Toward addressing this issue, the great majority of modern language models (and ML more broadly) follow a common “encoder-decoder” template. Namely, an encoder takes in the input sequence and embeds it into a latent (vector) space, where notions of “similarity” become quantifiable mathematically (rather than semantically in word/sentence form), and a decoder which takes the vector in latent space and transforms it back into an output sequence. The precise way that the encoders and decoders operate and interact is characterized by the model architecture, which we will return to later. For now, we can view a language model abstractly as composing a black-box encoder with a decoder, as pictured below.

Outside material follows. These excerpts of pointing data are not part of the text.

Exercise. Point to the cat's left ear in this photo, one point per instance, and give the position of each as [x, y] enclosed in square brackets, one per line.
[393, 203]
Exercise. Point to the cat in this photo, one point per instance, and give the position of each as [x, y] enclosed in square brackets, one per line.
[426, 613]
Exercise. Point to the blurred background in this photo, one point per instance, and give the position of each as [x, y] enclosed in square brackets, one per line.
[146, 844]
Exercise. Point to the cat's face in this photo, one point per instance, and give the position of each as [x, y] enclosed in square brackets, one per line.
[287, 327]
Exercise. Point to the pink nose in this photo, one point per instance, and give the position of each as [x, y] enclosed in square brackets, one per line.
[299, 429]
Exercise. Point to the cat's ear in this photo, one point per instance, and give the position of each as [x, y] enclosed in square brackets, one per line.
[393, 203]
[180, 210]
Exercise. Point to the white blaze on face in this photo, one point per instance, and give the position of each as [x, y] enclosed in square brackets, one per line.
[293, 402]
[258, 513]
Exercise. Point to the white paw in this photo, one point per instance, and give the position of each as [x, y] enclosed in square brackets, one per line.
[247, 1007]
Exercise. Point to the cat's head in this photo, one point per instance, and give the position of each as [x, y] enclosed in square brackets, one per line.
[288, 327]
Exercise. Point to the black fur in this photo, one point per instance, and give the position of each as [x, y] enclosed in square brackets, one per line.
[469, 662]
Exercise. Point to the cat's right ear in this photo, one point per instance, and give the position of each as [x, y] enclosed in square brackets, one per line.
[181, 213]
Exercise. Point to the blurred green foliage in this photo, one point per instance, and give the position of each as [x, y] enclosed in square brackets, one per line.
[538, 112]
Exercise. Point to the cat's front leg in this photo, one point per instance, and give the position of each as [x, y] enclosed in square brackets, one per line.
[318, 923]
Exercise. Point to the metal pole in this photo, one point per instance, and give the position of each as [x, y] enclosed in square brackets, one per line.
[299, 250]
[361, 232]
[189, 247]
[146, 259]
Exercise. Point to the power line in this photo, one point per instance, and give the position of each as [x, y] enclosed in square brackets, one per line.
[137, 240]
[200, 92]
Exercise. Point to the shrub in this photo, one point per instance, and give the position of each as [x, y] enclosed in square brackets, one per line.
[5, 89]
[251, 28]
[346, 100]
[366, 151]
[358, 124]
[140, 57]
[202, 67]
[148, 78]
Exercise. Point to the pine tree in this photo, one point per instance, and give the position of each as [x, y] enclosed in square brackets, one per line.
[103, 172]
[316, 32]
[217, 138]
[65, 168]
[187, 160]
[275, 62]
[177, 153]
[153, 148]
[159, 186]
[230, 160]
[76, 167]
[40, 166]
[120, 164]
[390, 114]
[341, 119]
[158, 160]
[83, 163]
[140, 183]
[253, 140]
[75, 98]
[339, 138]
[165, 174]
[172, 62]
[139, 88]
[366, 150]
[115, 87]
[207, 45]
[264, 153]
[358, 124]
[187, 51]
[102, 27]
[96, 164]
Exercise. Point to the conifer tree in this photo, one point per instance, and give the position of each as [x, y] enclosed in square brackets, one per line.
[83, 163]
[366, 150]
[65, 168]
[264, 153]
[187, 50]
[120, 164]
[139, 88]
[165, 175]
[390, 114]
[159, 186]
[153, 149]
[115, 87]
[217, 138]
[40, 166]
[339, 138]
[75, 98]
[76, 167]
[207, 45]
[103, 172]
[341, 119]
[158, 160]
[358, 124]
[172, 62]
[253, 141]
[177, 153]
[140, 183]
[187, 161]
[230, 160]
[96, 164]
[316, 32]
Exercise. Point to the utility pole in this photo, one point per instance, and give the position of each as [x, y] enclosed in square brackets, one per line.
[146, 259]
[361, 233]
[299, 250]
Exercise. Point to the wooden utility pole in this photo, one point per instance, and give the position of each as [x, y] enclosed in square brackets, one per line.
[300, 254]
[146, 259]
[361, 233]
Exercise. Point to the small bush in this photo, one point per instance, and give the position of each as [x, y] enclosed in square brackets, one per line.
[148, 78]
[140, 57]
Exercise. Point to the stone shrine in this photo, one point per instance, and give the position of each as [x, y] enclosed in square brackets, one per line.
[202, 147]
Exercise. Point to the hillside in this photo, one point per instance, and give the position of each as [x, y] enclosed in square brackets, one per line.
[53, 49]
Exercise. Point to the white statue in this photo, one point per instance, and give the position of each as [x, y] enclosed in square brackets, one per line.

A visualization of an encoder-decoder architecture. — An encoder-decoder language model for translating French to English. Image credit

For mathematical concreteness, let $\Sin$ be the set of input sequences, $\Sout$ be the set of output sequences, and $\R^{\ell}$ be the $\ell$ -dimensional latent space. Then, we may view simplistically the encoder and decoder as functions

\begin{align} &\Enc: \Sin \to \R^{\ell} \\ &\Dec: \R^{\ell} \to \Sout. \end{align}

(1)

3Part 1: understanding Word2Vec¶

Let us start our journey with a discussion of encoders. A perhaps surprising revelation during the rise of deep learning was the fact that an encoder obtained through training on a set of particular tasks (e.g. translation, next-word-prediction, fill-in-the-blank), would be useful for tasks the encoder was never trained on. In other words, for a new task, $\Enc$ can be used out-of-the-box, and one would only need to generate a new decoder $\Dec$ to execute the new task. This should be very surprising: why should the latent space that is performant for, e.g., translation be at all useful for fill-in-the-blank? This implies that a sufficiently diverse training regimen might encourage the latent space mapped to by the Encoder to capture some general structure in the data.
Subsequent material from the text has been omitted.